The geography of death at whose centre Priska found herself was an immense network of three camps and the deadly hub of more than forty satellite camps. Not far from Oświęcim, the remote southern Polish town that the Nazis renamed Auschwitz, this place was to become the most potent symbol of the Third Reich’s decision to commit assembly-line genocide. Originally an Austro-Hungarian cavalry garrison which was later taken over by the Polish army, Auschwitz I was initially intended to be a ‘Class 1’ prison camp for mostly Polish Jewish and non-Jewish criminal and political inmates. In May 1940 it was officially designated a concentration and
Vernichtungslager
(destruction or extermination camp) under the authority of the commandant, SS captain Rudolf Höss, who had previously served at Sachsenhausen and Dachau.

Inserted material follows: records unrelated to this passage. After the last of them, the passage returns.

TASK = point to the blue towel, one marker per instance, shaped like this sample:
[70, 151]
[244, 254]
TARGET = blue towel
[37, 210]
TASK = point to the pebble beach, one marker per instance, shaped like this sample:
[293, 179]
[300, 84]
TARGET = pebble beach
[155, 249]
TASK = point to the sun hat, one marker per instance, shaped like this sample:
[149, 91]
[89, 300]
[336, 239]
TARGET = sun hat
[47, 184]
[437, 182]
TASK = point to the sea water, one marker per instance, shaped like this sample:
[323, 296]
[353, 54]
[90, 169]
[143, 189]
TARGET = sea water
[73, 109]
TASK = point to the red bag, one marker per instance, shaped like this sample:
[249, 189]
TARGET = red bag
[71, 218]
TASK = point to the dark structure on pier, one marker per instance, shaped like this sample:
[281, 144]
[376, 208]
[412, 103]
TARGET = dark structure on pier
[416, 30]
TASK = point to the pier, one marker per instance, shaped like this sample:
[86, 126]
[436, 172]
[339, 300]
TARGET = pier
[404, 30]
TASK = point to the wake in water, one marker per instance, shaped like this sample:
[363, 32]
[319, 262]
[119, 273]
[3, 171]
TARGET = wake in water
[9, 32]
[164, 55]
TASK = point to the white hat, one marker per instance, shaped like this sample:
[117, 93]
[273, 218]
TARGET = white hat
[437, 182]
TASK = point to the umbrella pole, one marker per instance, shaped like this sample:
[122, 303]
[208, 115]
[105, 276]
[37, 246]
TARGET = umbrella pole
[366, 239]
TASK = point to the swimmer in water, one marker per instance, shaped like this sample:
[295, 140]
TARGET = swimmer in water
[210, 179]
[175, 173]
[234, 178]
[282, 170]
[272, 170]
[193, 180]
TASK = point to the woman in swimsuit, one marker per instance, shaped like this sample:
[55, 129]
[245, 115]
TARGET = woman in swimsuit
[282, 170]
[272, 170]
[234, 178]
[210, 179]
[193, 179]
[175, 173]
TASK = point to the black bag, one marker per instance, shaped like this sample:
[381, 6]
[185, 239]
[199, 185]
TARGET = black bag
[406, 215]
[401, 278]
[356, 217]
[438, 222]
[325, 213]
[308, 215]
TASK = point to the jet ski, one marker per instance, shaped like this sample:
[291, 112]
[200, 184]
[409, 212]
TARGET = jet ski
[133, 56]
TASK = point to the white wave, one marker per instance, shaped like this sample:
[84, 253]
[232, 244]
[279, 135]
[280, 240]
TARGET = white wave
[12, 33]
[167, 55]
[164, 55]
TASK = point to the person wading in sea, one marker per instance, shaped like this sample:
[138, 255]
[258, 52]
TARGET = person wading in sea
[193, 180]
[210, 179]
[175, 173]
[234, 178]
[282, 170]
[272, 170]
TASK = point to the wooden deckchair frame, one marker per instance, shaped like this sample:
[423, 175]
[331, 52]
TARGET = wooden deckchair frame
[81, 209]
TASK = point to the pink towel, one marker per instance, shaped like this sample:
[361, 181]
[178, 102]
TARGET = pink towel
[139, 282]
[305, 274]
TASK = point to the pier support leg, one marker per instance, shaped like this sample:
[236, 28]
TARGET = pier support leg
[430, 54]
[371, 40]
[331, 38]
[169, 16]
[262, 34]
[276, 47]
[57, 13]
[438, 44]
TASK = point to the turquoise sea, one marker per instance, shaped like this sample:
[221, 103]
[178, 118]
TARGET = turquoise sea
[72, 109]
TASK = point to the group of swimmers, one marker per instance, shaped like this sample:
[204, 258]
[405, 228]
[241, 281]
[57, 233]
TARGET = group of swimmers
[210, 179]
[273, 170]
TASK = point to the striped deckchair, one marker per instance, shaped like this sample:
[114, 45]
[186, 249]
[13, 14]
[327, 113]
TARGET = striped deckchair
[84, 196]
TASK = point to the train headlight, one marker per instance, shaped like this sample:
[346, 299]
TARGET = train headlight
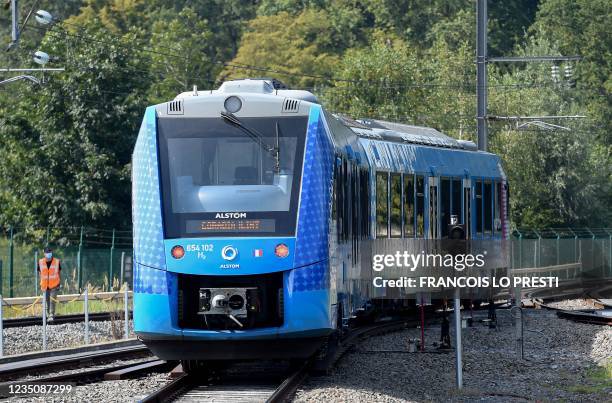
[177, 252]
[232, 104]
[281, 250]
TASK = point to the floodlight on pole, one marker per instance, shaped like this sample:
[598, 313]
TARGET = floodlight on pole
[41, 58]
[43, 17]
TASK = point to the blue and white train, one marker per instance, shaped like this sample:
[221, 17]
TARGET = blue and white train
[255, 210]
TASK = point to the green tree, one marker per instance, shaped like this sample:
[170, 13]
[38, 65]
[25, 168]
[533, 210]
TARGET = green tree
[67, 145]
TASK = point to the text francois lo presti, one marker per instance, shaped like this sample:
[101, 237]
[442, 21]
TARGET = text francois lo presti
[458, 262]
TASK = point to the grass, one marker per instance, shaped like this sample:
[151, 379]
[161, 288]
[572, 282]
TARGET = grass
[64, 308]
[599, 380]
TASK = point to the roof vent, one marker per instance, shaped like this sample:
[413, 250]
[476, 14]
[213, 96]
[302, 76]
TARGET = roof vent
[175, 107]
[290, 105]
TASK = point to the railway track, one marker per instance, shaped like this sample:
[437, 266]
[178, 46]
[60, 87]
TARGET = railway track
[71, 358]
[269, 384]
[596, 317]
[73, 318]
[601, 316]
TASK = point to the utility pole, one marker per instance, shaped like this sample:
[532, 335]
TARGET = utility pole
[481, 81]
[15, 24]
[43, 17]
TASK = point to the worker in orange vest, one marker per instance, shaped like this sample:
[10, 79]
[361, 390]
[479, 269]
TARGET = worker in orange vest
[49, 268]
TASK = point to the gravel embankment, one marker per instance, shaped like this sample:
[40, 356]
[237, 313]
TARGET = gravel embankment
[573, 304]
[127, 390]
[560, 358]
[19, 340]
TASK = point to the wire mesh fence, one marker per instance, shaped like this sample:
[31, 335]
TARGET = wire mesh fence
[103, 257]
[570, 252]
[99, 257]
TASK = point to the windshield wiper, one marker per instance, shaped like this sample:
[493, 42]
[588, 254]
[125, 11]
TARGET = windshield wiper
[274, 151]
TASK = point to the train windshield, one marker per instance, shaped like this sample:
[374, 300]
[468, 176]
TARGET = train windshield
[224, 179]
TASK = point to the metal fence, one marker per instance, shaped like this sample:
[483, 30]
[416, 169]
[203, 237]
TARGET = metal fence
[99, 257]
[572, 252]
[103, 257]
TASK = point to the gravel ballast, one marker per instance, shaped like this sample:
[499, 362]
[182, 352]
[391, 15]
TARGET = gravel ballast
[561, 357]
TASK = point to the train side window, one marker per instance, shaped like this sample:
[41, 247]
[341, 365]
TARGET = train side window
[488, 204]
[420, 205]
[408, 206]
[396, 205]
[335, 193]
[365, 203]
[478, 200]
[497, 208]
[456, 198]
[445, 204]
[382, 205]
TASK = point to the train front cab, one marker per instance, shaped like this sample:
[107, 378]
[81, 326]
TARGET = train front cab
[180, 251]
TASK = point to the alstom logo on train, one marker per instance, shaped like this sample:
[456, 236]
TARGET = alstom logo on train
[230, 215]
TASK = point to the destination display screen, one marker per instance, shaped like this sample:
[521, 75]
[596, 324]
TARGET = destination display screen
[250, 225]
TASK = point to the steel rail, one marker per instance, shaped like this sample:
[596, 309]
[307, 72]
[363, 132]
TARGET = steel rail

The wooden accommodation blocks at Auschwitz II-Birkenau
Auschwitz II-Birkenau, built early in 1941 by Soviet prisoners-of-war, of whom it was to hold 100,000 (most of that number later died), was three and a half kilometres away on the site of a former village named Brzezinka, renamed by the Germans Birkenau, which means ‘birch trees’. On a marshy plain at the confluence of two rivers, the spot was chosen for its central location within the Reich and its proximity to a major rail network.
As soon as the Nazis decided to expand their operations in Poland, the 1,200 hapless villagers of Brzezinka were ordered to abandon their homes, which were then razed to the ground. Thousands more were evacuated to create a no-man’s-land of twenty square kilometres where the camp could remain hidden away from the rest of the world. Bricks from the houses were used to build the camp’s arched gatehouse, guards’ quarters, and a few early prisoner blocks. As more blocks were needed, so they were made of local wood. Birkenau was reclassified as a concentration camp in March 1942.